Sony TV has two audio choices:
1/ Speakers On
2/ Speakers Off 
Is there any way to use the TVs built in speakers simultaneously with my external speakers?


----------



## v-six (Sep 12, 2004)

*Re: Combine speakers*

The options you listed are pretty limiting. When you select 'speakers on' does your output go dead? Are you using an analog output or a digital output?

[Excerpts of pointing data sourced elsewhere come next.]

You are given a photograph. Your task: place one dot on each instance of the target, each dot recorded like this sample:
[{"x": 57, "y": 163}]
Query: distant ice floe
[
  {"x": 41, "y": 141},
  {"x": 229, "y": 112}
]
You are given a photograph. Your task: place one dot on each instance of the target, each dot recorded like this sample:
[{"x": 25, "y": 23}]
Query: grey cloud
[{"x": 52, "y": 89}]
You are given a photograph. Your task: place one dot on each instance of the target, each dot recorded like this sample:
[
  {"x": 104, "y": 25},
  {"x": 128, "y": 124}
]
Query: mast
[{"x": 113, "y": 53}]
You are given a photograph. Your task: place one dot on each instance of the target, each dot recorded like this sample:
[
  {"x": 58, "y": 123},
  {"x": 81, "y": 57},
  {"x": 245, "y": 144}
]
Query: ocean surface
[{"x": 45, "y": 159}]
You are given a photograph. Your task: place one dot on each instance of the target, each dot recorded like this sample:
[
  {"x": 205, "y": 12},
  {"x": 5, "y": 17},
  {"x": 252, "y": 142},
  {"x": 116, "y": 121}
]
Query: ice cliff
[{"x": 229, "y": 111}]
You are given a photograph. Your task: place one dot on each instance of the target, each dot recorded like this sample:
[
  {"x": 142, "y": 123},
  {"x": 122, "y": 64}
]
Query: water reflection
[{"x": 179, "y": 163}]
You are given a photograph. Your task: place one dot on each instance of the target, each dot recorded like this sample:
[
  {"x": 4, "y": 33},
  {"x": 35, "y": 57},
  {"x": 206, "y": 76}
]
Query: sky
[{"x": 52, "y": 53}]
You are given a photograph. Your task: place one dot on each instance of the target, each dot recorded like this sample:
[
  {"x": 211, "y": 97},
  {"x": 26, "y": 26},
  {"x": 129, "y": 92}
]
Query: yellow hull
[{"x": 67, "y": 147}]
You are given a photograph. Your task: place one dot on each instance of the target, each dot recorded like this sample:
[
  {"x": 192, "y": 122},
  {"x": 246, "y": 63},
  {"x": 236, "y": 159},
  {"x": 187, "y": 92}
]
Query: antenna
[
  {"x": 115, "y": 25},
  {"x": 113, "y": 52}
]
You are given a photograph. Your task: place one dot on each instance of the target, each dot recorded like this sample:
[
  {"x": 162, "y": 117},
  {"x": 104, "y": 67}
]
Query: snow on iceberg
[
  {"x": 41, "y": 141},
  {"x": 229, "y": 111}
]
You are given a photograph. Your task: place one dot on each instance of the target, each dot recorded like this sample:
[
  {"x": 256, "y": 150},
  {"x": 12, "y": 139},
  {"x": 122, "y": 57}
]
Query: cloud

There may be an additional menu setting for the external audio out. That could have options like fixed, variable, or dual. If what you listed is the only option available, it may not be possible without an unreasonable amount of re-engineering and warranty voiding 

Just curious, why do you want to use both? There are a few situations where that's good to have, but in many cases you'll get cleaner sound just using external speakers. Still, that's not always desirable.


----------



## Corday (Mar 3, 2010)

*Re: Combine speakers*

Output is analog. No additional settings. My wife's hearing was the problem as the TVs speakers (sound to center of the room) work well for her (turned to a ridiculous volume), while I appreciate the simulated surround sound coming from my 24" "blasters". I was aware I'd lose quality and sort of figured "re-engineering" (not worth it) would be required. Was hoping for a fairly low volume setting for both of us, but I guess the easiest solution is to switch externals on and off when only one of us is viewing. I'll mark thread as solved.


----------